The Greening of Grace
After performing his own solo play, Winter’s Discontent, about an actor preparing, actor William Zappa picks up his keyboard again to put a grandmother centre stage. Grace is a knitting, cardy-clad granny who is fondly eye-rolling about her class warrior husband, an angry Labor man, and his battles with their only child, Jane; she’s found new life and new marriage with a banker and the brittle certainties of Christian capitalism. Zappa instantly engages us in Grace and Derrick’s modest home life with his fine ear for truthful characters and realistic, yet poetic, dialogue.
Zappa defies the truism that writers shouldn’t direct their own plays by doing just that (and designing!) and he does a good job. Grace is artfully steered through time shifts before and after Derrick’s death, Jane’s awkward visits – and an horrific home invasion which, rather inexplicably, prompts Grace into environmental activism.

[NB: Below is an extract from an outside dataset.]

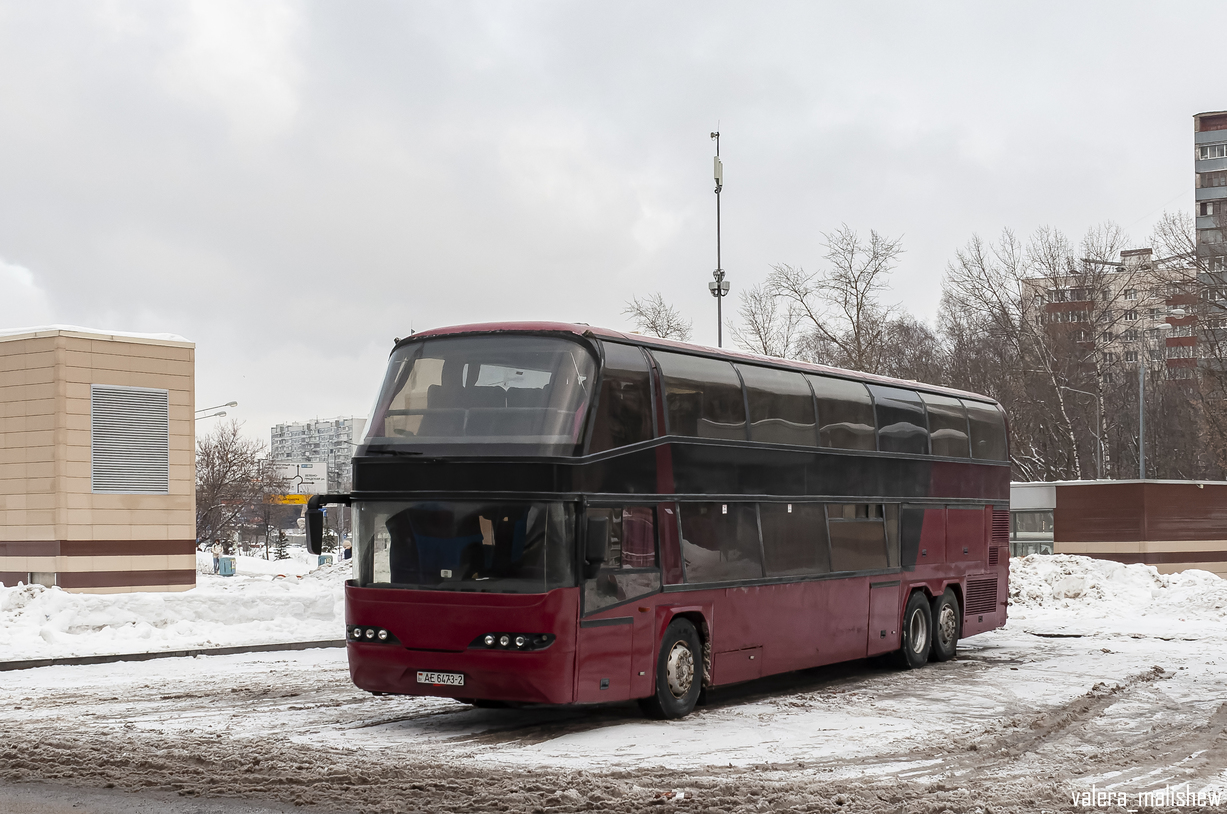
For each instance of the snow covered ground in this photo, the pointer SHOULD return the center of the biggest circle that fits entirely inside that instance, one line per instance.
(265, 602)
(1107, 678)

Only occasionally is Grace left stranded delivering too much exposition.
Zappa is lucky to have a perfect performance from veteran Maggie Blinco as Grace. And a strong supporting cast in Don Reid as the grumpy Derrick, Wendy Strehlow as Jane and, especially, Nigel Turner Carroll in the well-drawn character of Tim, the affectionate grandson who introduces Grace to green politics.
Here though Zappa wears his environmental heart too prominently and Grace’s evolution into green granny is not ultimately convincing. Although nicely suggested in the design, the environmental threats of the outside world do not crash through into Zappa’s beautifully rendered domesticity of Grace. She and the family however are certainly worth meeting.